Ya
suenan los carnavales y las carnestolendas. Ya están ahí las máscaras del año
con sus atuendos. Febrero se viste de antifaces externos, de rostros falsos, de
seudofaces estafadoras… Parodian a los que se destacaron durante el año para
bien o para mal. Aparecen rostros alegres, tristes, bellos, horribles,
indiferentes, cursis, ridículos, pobres, ricos… Cada año cambian las máscaras
por unos días y se abandonan las parodias para el resto del año.
Sin
embargo, detrás de cada máscara, hay rostros impasibles, escondidos,
inmutables, porque saben que ellos no son las máscaras. Sus verdaderos rostros
sólo los conocen sus dioses, sus padres, sus familiares, sus amigos…No sonríen,
ni lloran, ni gesticulan, ni engañan, porque todos sabemos que es una parodia.
Engañamos durante el año, cuando vamos cambiando de rostro, según nos sopla el
alma, según va nuestro soporte, según nos trata la vida.
Cuando
los carnavaleros pasan ante un escaparate o ante un espejo, no se resisten a
mirarse y dicen hacia sus adentros: “Vaya antifaz que me he colocado este año;
¿Es verdad o es mentira?” E inmediatamente pasan de la seriedad.

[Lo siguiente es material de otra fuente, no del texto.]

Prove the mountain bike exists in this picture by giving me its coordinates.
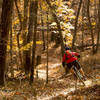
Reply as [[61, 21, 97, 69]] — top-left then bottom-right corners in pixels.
[[72, 65, 85, 86]]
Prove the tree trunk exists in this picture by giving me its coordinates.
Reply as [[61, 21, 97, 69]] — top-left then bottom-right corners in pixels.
[[46, 0, 64, 56], [25, 0, 35, 74], [46, 10, 49, 83], [40, 5, 45, 50], [0, 0, 13, 85], [87, 0, 95, 54], [22, 0, 29, 73], [30, 0, 38, 83], [96, 0, 100, 53], [10, 22, 14, 77], [15, 0, 23, 66], [72, 0, 82, 48]]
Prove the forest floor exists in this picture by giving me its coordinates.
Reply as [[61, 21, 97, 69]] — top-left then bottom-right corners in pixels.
[[0, 44, 100, 100]]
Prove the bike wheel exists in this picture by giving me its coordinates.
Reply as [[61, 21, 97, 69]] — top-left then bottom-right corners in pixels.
[[73, 66, 85, 86]]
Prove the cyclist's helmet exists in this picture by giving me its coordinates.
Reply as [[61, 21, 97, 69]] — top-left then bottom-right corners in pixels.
[[65, 47, 70, 50]]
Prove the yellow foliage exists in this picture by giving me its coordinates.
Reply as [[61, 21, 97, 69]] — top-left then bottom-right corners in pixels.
[[20, 41, 43, 51], [91, 22, 96, 26]]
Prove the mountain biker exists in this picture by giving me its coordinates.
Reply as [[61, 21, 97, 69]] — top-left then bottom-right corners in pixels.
[[62, 47, 85, 79]]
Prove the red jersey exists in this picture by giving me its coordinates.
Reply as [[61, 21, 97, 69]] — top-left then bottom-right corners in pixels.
[[63, 50, 79, 64]]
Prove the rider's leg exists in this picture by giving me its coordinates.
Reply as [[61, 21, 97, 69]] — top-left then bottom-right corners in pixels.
[[66, 63, 72, 74], [74, 61, 85, 77]]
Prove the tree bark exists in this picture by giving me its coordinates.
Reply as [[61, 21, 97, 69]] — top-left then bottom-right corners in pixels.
[[30, 0, 38, 83], [15, 0, 23, 66], [22, 0, 29, 73], [46, 0, 64, 56], [0, 0, 13, 85], [72, 0, 82, 48], [40, 5, 45, 50], [96, 0, 100, 53], [25, 0, 35, 74], [87, 0, 95, 54]]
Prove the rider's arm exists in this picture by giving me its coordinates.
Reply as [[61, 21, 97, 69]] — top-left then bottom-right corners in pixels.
[[72, 52, 80, 57], [62, 54, 66, 67]]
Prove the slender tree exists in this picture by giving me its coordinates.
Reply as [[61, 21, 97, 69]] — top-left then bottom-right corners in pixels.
[[96, 0, 100, 53], [22, 0, 29, 73], [0, 0, 13, 85], [87, 0, 95, 53], [72, 0, 82, 48], [46, 0, 64, 56], [40, 5, 45, 50], [30, 0, 38, 83]]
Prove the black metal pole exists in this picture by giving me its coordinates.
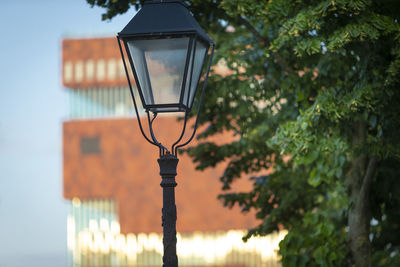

Porque ya lo
decían los romanos: “La verdad es amarga” (Veritas amara este). Muchas de las
máscaras, no obstante, quedan impresas para mucho tiempo en las fotografías.
Pero ninguna es la reproducción exacta del rostro que va detrás.
El
carnaval nos enseña a buscar en las personas la fisonomía interior, la
sicología escondida, la bondad discreta, la gente buena. Afortunadamente, en el
mundo hay más gente buena que mala. Pero la mala llama más la atención y sale
en los papeles, de forma que detectamos más la maldad que la bondad. Los niños
se hacen amigos inmediatamente porque son buenos; afortunadamente, no han
tenido tiempo de colocarse la máscara de la maldad.
Los
carnavales van llegando a todas las ciudades, a todos los pueblos, a todas las
aldeas. Se diría que nadie quiere renunciar a vivir unos días de libertad, a
prescindir de los atuendos en serie, a romper los horarios marcados, a reírse
de las instituciones establecidas, a no temer a nadie, ni siquiera al ridículo.
Los que gozan más de los carnavales son los niños, los adolescentes y los
jóvenes. Los mayores gozamos viendo a los jóvenes gozar.
Alguna
vez en los carnavales hemos visto aflorar la maldad tras las máscaras. No es lo
normal, pero se han dado casos desgraciados. Recuerdo, hace unos años, la
muerte de un joven de El Puerto de Santa María asesinado en los carnavales de Cádiz, allá por la Punta
de San Felipe, tras una discusión banal e inmotivada. Es la excepción miserable
de la que no nos libra ni el carnaval. Pero la madre del joven asesinado tuvo la grandeza de perdonar al asesino de su hijo
y borrar con lágrimas la sangre derramada. Y brilló el verdadero rostro, el de
la nobleza, el del amor y el de la misericordia.